Note: The pipeline assumes that the server is "localhost" and that the port number is 3306.
- The database is created via a try-except command, where the script first tries to drop the database to create it again from scratch; if the database cannot be dropped because it does not already exist, the script will create the database.
- Four tables are created for each of the dataframes (invoice, orders, saleslead, and customer_order)
- For scalability reasons, the invoice table is partitioned by year
- The dataframes are loaded into the MySQL tables via a for loop executing INSERT INTO statements for each row of the dataframes
- SQL Transformations:
- Views:
- Average Meal Price: Average meal price by type of meal.
- Average Participants: Average number of participants by meal type.
- Company Metrics: For each company, the total amount and average amount of each invoice monthly are shown for each meal (and displaying their respective meal). In addition, the year-to-date amount collected and yearly total are presented.
- Customer Purchases: Customer_Name, Part_of_Day, Company_Name, Number_of_Purchases, Total_Spent.
- Customer Stats: total number of orders by each customer, total amount each customer spent, and the average amount each spent.

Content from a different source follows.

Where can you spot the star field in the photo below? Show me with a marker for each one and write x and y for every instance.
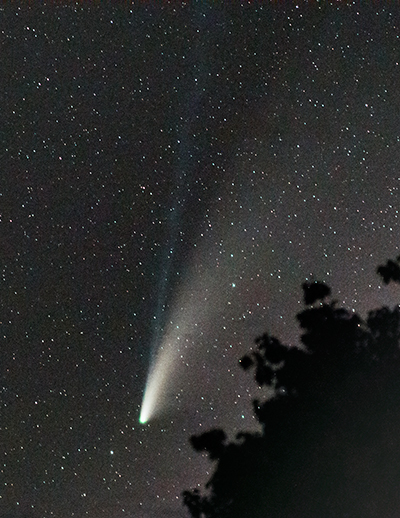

- Difference Days: Difference in days between the date of meal and date the order was placed.
- Percent Converted: Shows the number of orders for every company and the total converted (as a sum and proportion) and not converted to an order, as a sum.
- Sales by Year: Number of invoices each year.
- Sales Rep Performance: Sales_Rep, Sales_Rep_Id, Company_Name, Company_Id, Profit_by_Sales_Rep.
- Total Sales: Total sales by type of meal price for each year.